Paper No. 13
Presentation Time: 4:00 PM


FINNEY, Fred A., Upper Midwest Archaeology, PO Box 106, Saint Joseph, IL 61873 and JOHNSON, Donald L., Geography and Geog. Info,. Science, University of Illinois, 607 So, Mathews St, Univ of Illinois, Champaign, IL 61820,

Soil biomantles are notable components of many midlatitude, subtropical, and tropical soilscapes. The role of ants in producing them has historically elicited genetic interest, and some controversy. Interest began in 1881 with the appearance of Darwin’s book on soil formation by worm bioturbation, in which ants are mentioned. Subsequent attention to the theme involved leading scientists during the 19th-20th century transition period. More recently studies of archaeological site formation processes have noted the contribution of ants to the process of bioturbation in burying artifacts and mixing the remains of discrete cultural components.

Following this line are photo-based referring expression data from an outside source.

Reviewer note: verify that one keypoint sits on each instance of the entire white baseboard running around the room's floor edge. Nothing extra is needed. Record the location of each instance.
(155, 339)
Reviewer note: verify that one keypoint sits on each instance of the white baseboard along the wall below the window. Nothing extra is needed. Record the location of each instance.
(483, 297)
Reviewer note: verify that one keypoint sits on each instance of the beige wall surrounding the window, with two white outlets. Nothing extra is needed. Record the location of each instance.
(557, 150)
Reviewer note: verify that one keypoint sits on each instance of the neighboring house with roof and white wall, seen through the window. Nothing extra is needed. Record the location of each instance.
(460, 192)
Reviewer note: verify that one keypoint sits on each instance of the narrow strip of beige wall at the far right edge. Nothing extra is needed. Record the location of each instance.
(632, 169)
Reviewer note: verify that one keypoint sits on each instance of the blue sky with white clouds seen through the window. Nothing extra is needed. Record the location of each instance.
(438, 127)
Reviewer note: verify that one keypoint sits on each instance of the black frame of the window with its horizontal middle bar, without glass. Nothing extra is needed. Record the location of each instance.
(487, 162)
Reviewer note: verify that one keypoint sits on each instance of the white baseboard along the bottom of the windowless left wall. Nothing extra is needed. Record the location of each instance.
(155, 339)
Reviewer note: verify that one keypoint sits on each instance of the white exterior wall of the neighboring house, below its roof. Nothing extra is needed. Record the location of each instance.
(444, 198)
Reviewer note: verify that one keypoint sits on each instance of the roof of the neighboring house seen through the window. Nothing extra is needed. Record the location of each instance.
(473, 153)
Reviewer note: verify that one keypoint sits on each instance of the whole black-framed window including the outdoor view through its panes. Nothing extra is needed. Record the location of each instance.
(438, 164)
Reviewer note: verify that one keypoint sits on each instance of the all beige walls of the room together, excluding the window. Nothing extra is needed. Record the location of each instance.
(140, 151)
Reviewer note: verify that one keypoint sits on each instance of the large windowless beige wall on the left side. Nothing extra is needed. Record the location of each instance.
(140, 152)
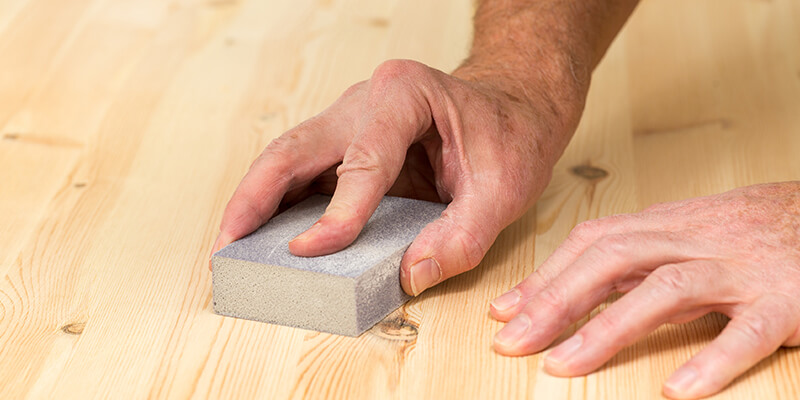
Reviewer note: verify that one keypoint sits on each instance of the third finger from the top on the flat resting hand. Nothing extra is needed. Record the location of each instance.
(669, 291)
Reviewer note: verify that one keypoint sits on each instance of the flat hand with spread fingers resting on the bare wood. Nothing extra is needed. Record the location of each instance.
(737, 253)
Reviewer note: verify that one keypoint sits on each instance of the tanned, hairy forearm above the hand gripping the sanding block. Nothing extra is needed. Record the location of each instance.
(544, 50)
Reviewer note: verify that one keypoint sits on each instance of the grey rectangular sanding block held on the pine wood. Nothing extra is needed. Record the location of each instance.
(346, 293)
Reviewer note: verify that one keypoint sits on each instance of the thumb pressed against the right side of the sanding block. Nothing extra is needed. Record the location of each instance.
(454, 243)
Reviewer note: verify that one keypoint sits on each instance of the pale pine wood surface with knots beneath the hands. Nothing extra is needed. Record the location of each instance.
(125, 126)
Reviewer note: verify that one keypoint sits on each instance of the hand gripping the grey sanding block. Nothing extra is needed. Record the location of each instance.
(417, 132)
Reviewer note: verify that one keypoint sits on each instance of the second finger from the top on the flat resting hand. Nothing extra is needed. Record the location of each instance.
(609, 263)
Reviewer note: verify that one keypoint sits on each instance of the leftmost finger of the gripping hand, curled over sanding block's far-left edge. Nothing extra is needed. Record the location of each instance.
(289, 161)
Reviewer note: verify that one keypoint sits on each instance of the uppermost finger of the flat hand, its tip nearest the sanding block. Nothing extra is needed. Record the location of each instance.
(582, 237)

This paper reports on several post-Darwin highlights of ant bioturbation, the 'sinking' or burial of surface features on archaeological sites, and quantitative data for soil bioturbation volumes produced by Lasius neoniger and Tetramorium caespitum during one activity season in Champaign-Urbana, Illinois. Extrapolating these data with time suggests that the two species play key bioturbative roles in producing comparatively thin (~30-60 cm) sandy and or silty biomantles in the Upper Mississippi Valley region. Recent work by Donald and Diana Johnson in Texas and Louisiana suggests that Atta texana, the leaf-cutter (parasol) ant, a prodigious and legendary soil bioturbator and mound maker, plays a key and probably dominant role in producing comparatively much thicker (up to 2 m and greater) sandy biomantles found in the Gulf Coastal plain. Ant bioturbation is part of the development of even thicker biomantles in the tropics.